North Carolina’s flagship university is switching all undergraduate classes to remote learning due to the spread of coronavirus during the first week of classes. Officials at the University of North Carolina at Chapel Hill and schools around the U.S. are scrambling to deal with new cases amid the start of the fall semester. Cases were reported at Oklahoma State University after maskless students packed into a nightclub, and off-campus parties have been blamed for cases at Notre Dame. Schools in Tennessee, Georgia and Alabama also were not immune, as officials were frustrated by the lack of social distancing and scenes of crowded entertainment districts and bars on the first weekend many students returned to school.

VIRUS OUTBREAK-SCHOOLS

Portal access troubles mark 1st day of N.C. public schools

RALEIGH, N.C. (AP) — North Carolina’s public schools have returned to class with most students still learning at home to start the year due to continued worries about COVID-19. Nearly all schools in K-12 districts began classes on Monday. Districts and charter schools that teach about two-thirds of the 1.5 million students chose full-time remote learning for now. The first day was marked initially by problems entering an online portal to access several digital applications for students and teachers. The Department of Public Instruction said it was back up later in the day. School buildings were shuttered in March amid the pandemic and never reopened this past year.

AP-US-PUBLIC-HEALTH-CARES-ACT

Politics slows flow of US virus funds to local public health

Congress has allocated trillions of dollars to ease the coronavirus crisis. A joint Kaiser Health News and AP investigation finds that many communities with big outbreaks have spent little of that federal money on local public health departments for work such as testing and contact tracing. Others, like Minnesota, were slow to do so. So little money has flowed to some local health departments for many reasons: Bureaucracy has bogged things down, politics have crept into the process, and understaffed departments have struggled to take time away from critical needs to navigate the red tape required to justify asking for extra dollars.
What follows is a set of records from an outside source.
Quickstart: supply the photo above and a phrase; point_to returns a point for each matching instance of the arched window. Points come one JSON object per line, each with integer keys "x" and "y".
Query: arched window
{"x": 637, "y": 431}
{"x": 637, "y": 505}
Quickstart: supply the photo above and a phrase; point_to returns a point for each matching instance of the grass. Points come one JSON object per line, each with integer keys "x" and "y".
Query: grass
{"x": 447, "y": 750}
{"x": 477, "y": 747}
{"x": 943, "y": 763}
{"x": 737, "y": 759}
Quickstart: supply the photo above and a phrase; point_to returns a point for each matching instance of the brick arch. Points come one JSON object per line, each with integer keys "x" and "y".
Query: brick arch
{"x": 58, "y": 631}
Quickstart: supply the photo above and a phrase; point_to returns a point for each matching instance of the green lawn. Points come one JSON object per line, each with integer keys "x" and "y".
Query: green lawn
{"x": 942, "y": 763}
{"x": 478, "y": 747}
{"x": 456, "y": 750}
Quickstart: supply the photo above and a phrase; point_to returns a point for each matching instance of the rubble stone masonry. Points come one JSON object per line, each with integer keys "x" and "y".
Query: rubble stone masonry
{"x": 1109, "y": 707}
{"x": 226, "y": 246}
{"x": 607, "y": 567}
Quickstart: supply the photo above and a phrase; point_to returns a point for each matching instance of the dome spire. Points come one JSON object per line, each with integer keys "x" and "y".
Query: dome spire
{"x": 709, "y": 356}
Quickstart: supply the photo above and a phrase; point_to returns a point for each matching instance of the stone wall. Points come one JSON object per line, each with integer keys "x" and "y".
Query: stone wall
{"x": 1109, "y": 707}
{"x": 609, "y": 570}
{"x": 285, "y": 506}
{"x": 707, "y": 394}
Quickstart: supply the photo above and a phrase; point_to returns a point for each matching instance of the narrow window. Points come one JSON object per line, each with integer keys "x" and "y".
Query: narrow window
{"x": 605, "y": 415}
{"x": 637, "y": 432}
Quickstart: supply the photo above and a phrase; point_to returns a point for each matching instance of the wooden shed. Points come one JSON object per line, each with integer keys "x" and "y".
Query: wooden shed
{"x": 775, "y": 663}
AP-US-VIRUS-OUTBREAK-UNEMPLOYMENT-STATES

AP survey: States uncommitted to Trump’s unemployment boost

Most states have not committed to accepting President Donald Trump’s offer of a stripped-down boost in unemployment benefits for millions of Americans amid the coronavirus outbreak. The Associated Press surveyed state governments and found concerns about the details of Trump’s plan and whether states can afford to chip in. A federally funded $600 weekly unemployment bonus expired at the end of July. Trump’s plan would increase unemployment checks by $300 or $400. States are required to chip in $100 per claimant to be able to send out the higher amount, something few have agreed to do. In the meantime, unemployed Americans are trying to make do with thinner benefits.